Kerry, who played Chloe got a lot of feedback from the teen girls that she wasn’t “engaged enough” in her character. Since the last night was moving quickly into satire we made a casting change that Kerry was now Mitch and I was Chloe. As the narrator made the announcement everyone burst into laughter.
The duo decided to have Mitch connect with Riley and it turned out that both of them shared a connection from being diabetic. We addressed some of the points they talk about in diabetes ed in the conversation between Riley and Mitch. At this point in the story I didn’t quite know how to bring it to closure so I went big.
Mitch and Riley met Chloe and they headed back into town. As they went into town they saw a big beam of light coming from the sky… They were snatched up by a spaceship and well camp would have to wait until next year to find out what happens to the dynamic duo.
For those of us who grew up in the 80s, you recognize the clear homage this story plays to the film, Flight of the Navigator.
Being a staff member just never gets old.

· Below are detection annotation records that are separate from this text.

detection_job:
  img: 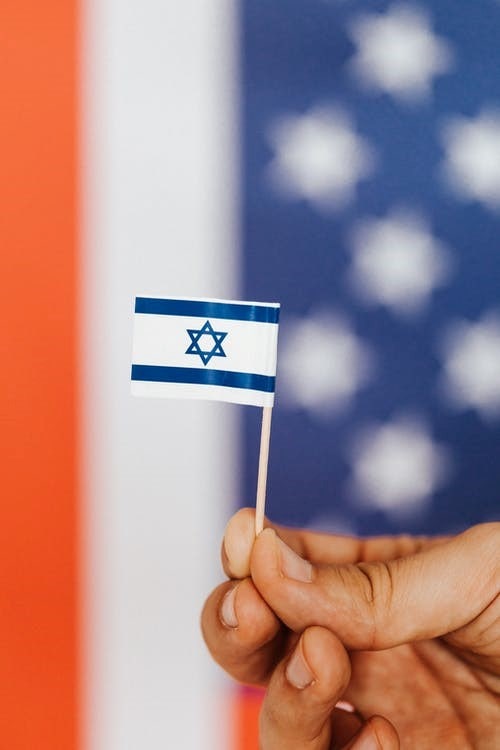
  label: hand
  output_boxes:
[202,510,500,750]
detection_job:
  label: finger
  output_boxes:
[201,578,286,685]
[251,524,500,650]
[260,627,354,750]
[342,716,399,750]
[221,508,444,578]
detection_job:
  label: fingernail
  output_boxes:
[220,586,238,628]
[285,640,314,690]
[276,537,312,583]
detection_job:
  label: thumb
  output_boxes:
[250,523,500,649]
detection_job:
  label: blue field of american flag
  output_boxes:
[240,0,500,534]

Where else do you get to spend a week up in the mountains being a kid telling crazy stories? I’m already looking forward to next year!
Atlassian’s hands on approach to philanthropy is one of the key reasons I was interested in working here. We are unique in our commitment in making the world, our world, a better place to be. All Atlassians are encouraged to use Foundation Leave to spend 5 working days to make the local community a better place to be with an approved organization. How do you know you found the right place? Find your greatest joy and match it with one of the world’s needs.
Also, philanthropy can be a great place to learn new skills too. I didn’t think I’d be great with kids when I first started working at camp. Turns out that I had a knack for it and still doing it some 11 years later. 🙂 You never know unless you try.